For me, this Tissue valve with the TAVI rethoric; DOES have a place , but it is not the sweet blue pill
That's one of the things that they're saying about TAVI -- each time you do it, the opening in the valve gets smaller and smaller. At some point, the valve opening may just be too small to be practical -- at that point, the valve could be replaced with a full size tissue or mechanical. Having a TAVI doesn't preclude the possibility of valve replacement - it's just less invasive and recovery time is shorter.

For some people, this may be a good choice. For others, perhaps trusting the surgeon and hoping for a better non-invasive approach to repairing/replacing a valve may be considered to be an appropriate gamble.
 
Antiplatelet? I hope you mean anticoagulant.

I think that the thought process that some cardiac surgeons use is that by the time a tissue valve needs replacement, a non-invasive method (TAVI, TAVR) or something else would be available to repair the valve without cracking the chest.

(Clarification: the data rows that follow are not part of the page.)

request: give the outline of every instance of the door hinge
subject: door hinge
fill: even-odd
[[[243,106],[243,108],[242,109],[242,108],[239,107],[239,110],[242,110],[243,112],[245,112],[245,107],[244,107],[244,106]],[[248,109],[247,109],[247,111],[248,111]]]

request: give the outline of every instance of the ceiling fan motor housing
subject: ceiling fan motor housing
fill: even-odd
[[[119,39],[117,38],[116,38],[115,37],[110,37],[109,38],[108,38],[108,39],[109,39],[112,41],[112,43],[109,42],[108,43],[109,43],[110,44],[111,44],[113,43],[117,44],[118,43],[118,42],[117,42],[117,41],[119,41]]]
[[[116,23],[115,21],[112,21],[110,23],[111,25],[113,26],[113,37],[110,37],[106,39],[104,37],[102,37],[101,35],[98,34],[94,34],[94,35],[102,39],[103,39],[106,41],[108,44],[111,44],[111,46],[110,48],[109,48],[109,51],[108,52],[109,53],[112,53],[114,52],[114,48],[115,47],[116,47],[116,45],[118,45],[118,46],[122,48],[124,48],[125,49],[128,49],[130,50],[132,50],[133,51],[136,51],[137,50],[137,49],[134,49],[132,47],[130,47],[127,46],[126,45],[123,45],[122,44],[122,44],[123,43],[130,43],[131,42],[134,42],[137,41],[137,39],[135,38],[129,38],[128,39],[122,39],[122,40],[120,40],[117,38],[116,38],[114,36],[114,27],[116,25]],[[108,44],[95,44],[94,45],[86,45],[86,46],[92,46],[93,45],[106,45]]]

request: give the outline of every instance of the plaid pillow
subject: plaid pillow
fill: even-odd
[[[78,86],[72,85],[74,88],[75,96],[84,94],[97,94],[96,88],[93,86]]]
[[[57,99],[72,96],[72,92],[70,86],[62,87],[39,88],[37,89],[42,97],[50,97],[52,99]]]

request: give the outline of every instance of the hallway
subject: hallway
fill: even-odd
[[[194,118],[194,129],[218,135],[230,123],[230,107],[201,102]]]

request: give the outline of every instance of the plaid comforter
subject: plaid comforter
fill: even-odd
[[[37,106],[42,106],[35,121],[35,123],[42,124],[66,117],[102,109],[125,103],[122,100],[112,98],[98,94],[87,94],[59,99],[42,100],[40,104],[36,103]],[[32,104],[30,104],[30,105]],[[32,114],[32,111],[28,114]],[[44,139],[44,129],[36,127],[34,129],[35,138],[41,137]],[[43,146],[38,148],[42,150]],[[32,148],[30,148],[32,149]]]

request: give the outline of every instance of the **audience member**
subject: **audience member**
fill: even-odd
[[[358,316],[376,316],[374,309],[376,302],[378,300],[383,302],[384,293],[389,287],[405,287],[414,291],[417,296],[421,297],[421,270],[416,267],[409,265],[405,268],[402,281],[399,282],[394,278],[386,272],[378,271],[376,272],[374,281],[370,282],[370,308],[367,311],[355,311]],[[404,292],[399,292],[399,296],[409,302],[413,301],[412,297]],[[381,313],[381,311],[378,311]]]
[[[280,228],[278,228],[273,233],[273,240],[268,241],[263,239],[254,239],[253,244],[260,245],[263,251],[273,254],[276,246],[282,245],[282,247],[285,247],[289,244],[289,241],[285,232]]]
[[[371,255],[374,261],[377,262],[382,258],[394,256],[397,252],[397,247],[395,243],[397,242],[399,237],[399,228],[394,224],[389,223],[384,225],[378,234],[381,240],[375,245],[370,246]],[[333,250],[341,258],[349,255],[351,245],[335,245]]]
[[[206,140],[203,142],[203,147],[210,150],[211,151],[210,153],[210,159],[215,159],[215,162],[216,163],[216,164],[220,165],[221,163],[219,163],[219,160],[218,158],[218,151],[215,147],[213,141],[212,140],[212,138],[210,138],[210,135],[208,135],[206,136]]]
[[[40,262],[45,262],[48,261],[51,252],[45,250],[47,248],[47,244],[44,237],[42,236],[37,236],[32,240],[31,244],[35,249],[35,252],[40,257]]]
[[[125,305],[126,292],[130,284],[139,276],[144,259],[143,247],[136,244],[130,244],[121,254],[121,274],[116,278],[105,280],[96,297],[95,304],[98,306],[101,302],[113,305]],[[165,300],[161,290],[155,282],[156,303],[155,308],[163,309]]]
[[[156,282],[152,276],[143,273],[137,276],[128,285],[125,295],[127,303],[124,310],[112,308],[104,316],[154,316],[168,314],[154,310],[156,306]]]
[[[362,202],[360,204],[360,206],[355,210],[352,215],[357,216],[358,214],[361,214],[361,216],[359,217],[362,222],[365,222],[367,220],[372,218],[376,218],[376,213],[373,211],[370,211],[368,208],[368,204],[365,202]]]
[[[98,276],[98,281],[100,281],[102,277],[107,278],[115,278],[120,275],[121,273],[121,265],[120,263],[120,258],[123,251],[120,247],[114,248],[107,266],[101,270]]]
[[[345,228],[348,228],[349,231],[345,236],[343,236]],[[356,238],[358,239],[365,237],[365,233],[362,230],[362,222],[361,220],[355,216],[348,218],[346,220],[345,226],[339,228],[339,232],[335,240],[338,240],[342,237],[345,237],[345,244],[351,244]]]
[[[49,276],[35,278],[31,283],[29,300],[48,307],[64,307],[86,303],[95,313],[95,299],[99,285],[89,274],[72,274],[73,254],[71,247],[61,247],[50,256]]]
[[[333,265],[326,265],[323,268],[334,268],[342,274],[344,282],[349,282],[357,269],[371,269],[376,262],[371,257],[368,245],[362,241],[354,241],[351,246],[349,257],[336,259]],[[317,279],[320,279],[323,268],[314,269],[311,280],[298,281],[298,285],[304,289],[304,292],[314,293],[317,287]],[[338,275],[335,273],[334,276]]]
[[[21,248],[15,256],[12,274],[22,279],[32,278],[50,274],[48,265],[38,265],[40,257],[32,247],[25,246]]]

This might actually be the case, but it's still kind of hoping that medical advancements match your expectations.

In contrast, mechanical valves last a long time (in many of us, they last a lifetime), but require warfarin for life. To me, and many others, it's not a big deal.

The issue with replacing a valve - tissue or mechanical - is the scar tissue that the surgeon has to deal with. Choosing a valve that doesn't need replacement (or replacement every decade or two), makes it much easier on the surgeon than it is to have to deal with the scar tissue when replacing a valve.
Yeah that's what I meant, fixed it.
I also think there is definitely a compromise to the idea of a valve within a valve that tavi will result in.